Tra gli esportatori di cereali gira voce che questa sorte sia toccata ad almeno nove navi cariche di mais, frumento e soia, prodotti agricoli di cui il Giappone – povero non solo di minerali, ma anche di terreni coltivati – è uno maggiori importatori del mondo. Tanto è bastato per spingere nuovamente al ribasso il grano e il mais (quest'ultimo addirittura del 3,1% a Chicago, dove ha chiuso ai minimi da due mesi).

Anche i cereali in precedenza avevano seguito le altre materie prime al rimbalzo, in una seduta molto nervosa e volatile, che sembra aver temporaneamente accantonato le preoccupazioni sul Giappone, in parte forse per approfittare dei forti ribassi delle sedute precedenti, ma soprattutto per il riemergere di un altro allarme, non meno grave per le commodities: quello per il diffondersi delle rivolte nel mondo arabo.

Mentre la Libia continua ad essere teatro di sanguinosi combattimenti, la situazione in Bahrein si fa sempre più preoccupante: ieri ci sono stati almeno cinque morti e in risposta all'invio di truppe dall'Arabia Saudita, favorevole ai sunniti, è sceso in campo Teheran (filo-sciita), con dichiarazioni infuocate di Ahmadinejad e il ritiro dell'ambasciatore iraniano a Manama.
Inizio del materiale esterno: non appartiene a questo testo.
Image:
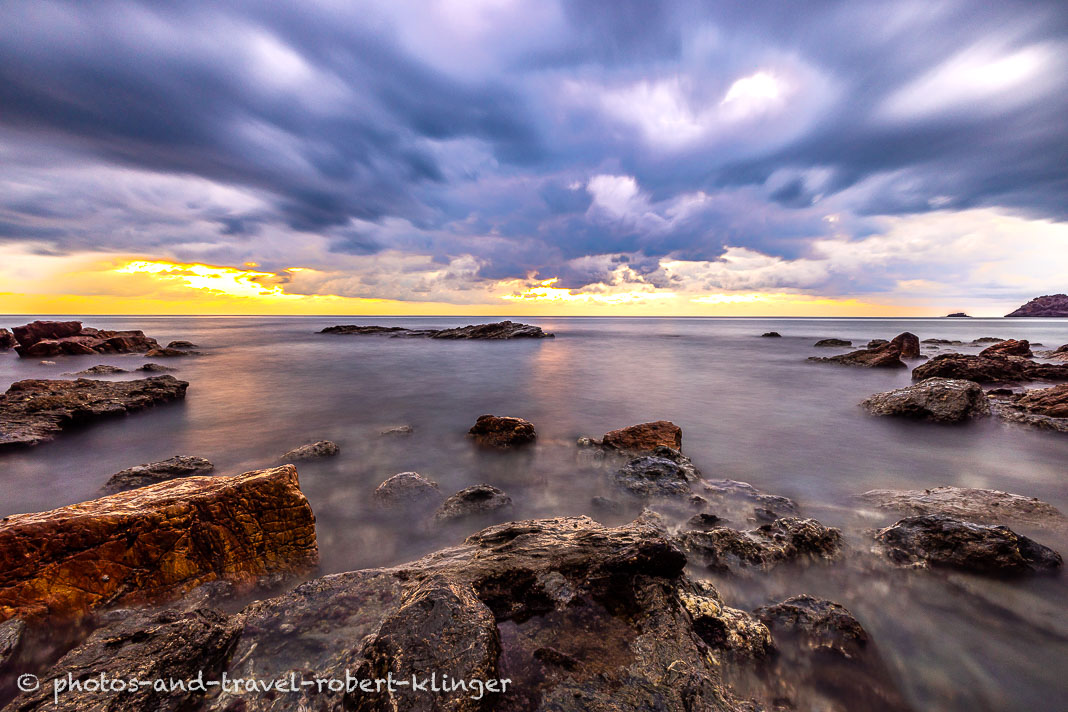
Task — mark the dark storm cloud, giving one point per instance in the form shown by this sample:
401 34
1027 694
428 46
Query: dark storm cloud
383 127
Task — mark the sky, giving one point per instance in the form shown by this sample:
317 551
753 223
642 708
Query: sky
533 157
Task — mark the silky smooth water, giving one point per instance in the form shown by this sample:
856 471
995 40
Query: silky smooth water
751 409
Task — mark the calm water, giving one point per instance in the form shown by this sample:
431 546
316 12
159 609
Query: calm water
751 409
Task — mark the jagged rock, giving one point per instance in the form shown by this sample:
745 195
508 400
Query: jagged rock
499 330
938 399
940 540
475 500
502 432
787 539
989 369
35 411
312 451
142 475
970 504
1047 305
155 542
407 488
48 338
665 472
1009 347
644 437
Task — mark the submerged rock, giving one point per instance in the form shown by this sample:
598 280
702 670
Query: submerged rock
155 543
35 411
475 500
971 504
644 437
312 451
940 540
502 432
787 539
142 475
938 399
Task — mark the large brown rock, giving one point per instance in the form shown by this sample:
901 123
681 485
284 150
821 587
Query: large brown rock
156 542
645 437
35 411
48 338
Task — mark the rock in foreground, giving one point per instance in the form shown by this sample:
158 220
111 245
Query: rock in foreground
142 475
156 542
944 541
938 399
497 331
35 411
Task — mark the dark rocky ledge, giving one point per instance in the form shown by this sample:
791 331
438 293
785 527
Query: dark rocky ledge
497 331
35 411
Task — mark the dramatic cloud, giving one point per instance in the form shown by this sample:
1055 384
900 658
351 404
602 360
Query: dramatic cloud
491 151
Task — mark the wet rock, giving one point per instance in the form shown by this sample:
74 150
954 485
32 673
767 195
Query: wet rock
939 540
35 411
48 338
312 452
989 369
476 500
502 432
644 437
101 369
155 543
665 472
938 399
179 465
1009 347
1047 305
497 331
970 504
787 539
407 488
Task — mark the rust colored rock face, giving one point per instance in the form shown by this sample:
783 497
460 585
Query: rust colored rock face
155 543
36 410
501 431
645 437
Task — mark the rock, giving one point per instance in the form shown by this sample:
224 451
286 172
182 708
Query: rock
35 411
101 369
398 430
502 432
787 539
407 488
938 399
475 500
821 626
155 543
179 465
645 437
1010 347
940 540
1048 305
970 504
48 338
500 330
989 369
312 451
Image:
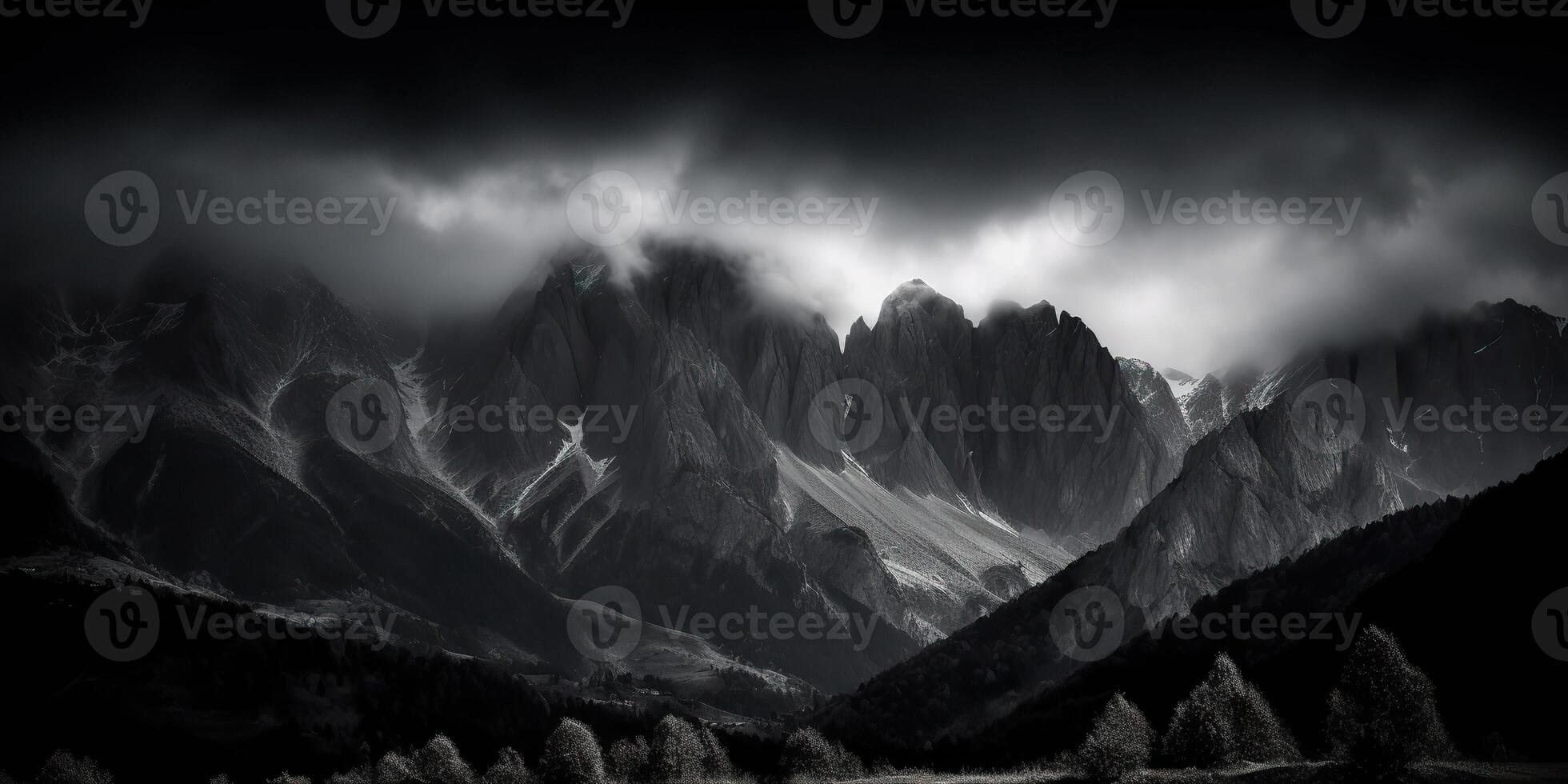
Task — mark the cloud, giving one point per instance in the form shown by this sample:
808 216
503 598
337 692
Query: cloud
1443 220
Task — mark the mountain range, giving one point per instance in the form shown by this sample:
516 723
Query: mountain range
938 483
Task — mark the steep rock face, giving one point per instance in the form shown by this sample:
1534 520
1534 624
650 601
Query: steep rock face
1210 403
1269 485
1249 496
698 527
1159 403
1082 462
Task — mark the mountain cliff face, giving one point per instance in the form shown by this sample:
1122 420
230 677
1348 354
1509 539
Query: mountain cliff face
702 485
1086 457
1272 483
1413 574
1159 403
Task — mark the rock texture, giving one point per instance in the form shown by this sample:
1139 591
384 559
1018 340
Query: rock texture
1084 474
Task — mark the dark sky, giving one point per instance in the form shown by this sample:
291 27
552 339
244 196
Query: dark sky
960 127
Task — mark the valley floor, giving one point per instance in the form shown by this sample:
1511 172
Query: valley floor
1308 774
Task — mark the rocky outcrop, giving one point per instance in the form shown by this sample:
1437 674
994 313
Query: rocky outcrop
1159 403
1048 431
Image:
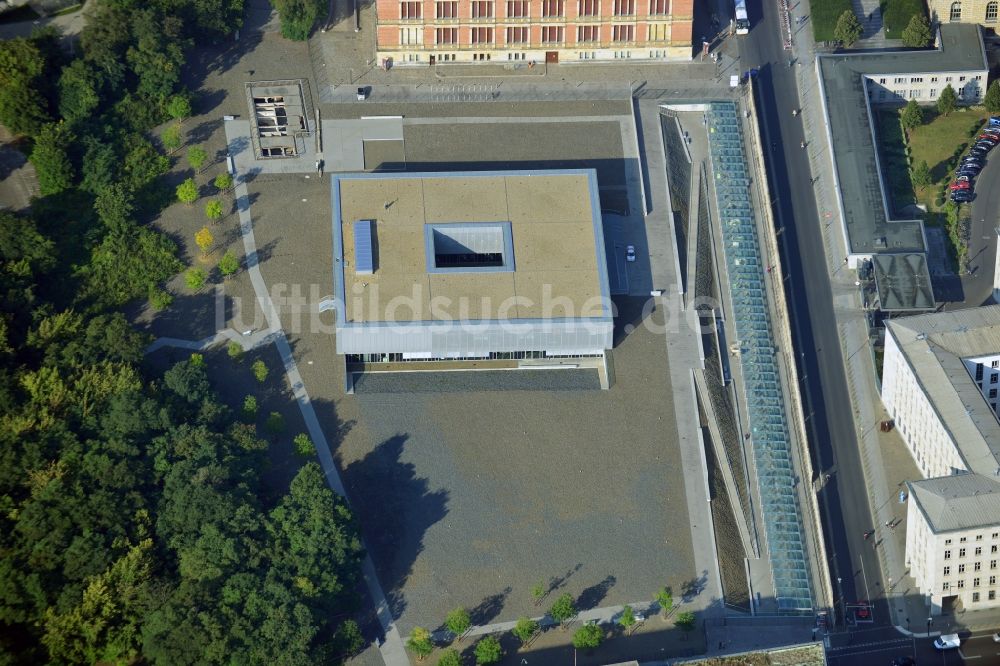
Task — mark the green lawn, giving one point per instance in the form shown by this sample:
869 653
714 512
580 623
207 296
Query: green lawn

Violente proteste si sono intanto registrate anche in Siria, in Yemen e in Algeria. Paesi quasi tutti cruciali per le forniture di petrolio e gas.

Non fosse stato per la tragedia del Giappone – che almeno nel breve termine rischia di far vacillare la domanda di materie prime – il petrolio avrebbe probabilmente registrato rialzi stellari in una giornata come ieri. Invece il Brent, dopo la caduta di oltre il 4% di martedì, si è limitato a recuperare l'1,9% a 110,62 dollari al barile, mentre il greggio americano Wti si è risollevato di appena lo 0,8% a 97,98 $/bbl, condizionato anche dalle statistiche sulle scorte Usa, che hanno evidenziato per la settimana scorsa un aumento degli stock di greggio (sia pure bilanciato da una forte riduzione di benzine e distillati).

Stupisce anche la performance modesta dell'oro, che ha riguadagnato quota 1.400 dollari l'oncia, ma senza muoversi significativamente al rialzo rispetto a martedì. In questo caso, spiegano gli analisti, il focus degli investitori era soprattutto sulla pesante riduzione del rating del Portogallo operata da Moody's, che ha fatto arretrare l'euro.

Quanto alle altre materie prime, il tentativo di rimbalzo è andato generalmente a buon fine. Al London Metal Exchange, dopo la batosta di martedì, soltanto l'alluminio è arretrato ancora, mentre il rame – che era finito ai minimi da oltre tre mesi, si è riportato con decisione oltre la soglia dei 9mila dollari per tonnellata. Recuperi significativi hanno registrato anche nickel, piombo e zinco, anche se è difficile considerare conclusa la fase di correzione: l'avvio della ricostruzione in Giappone appare ancora lontano, nonostante alcuni impianti industriali abbiano già cominciato un graduale ritorno alla produzione.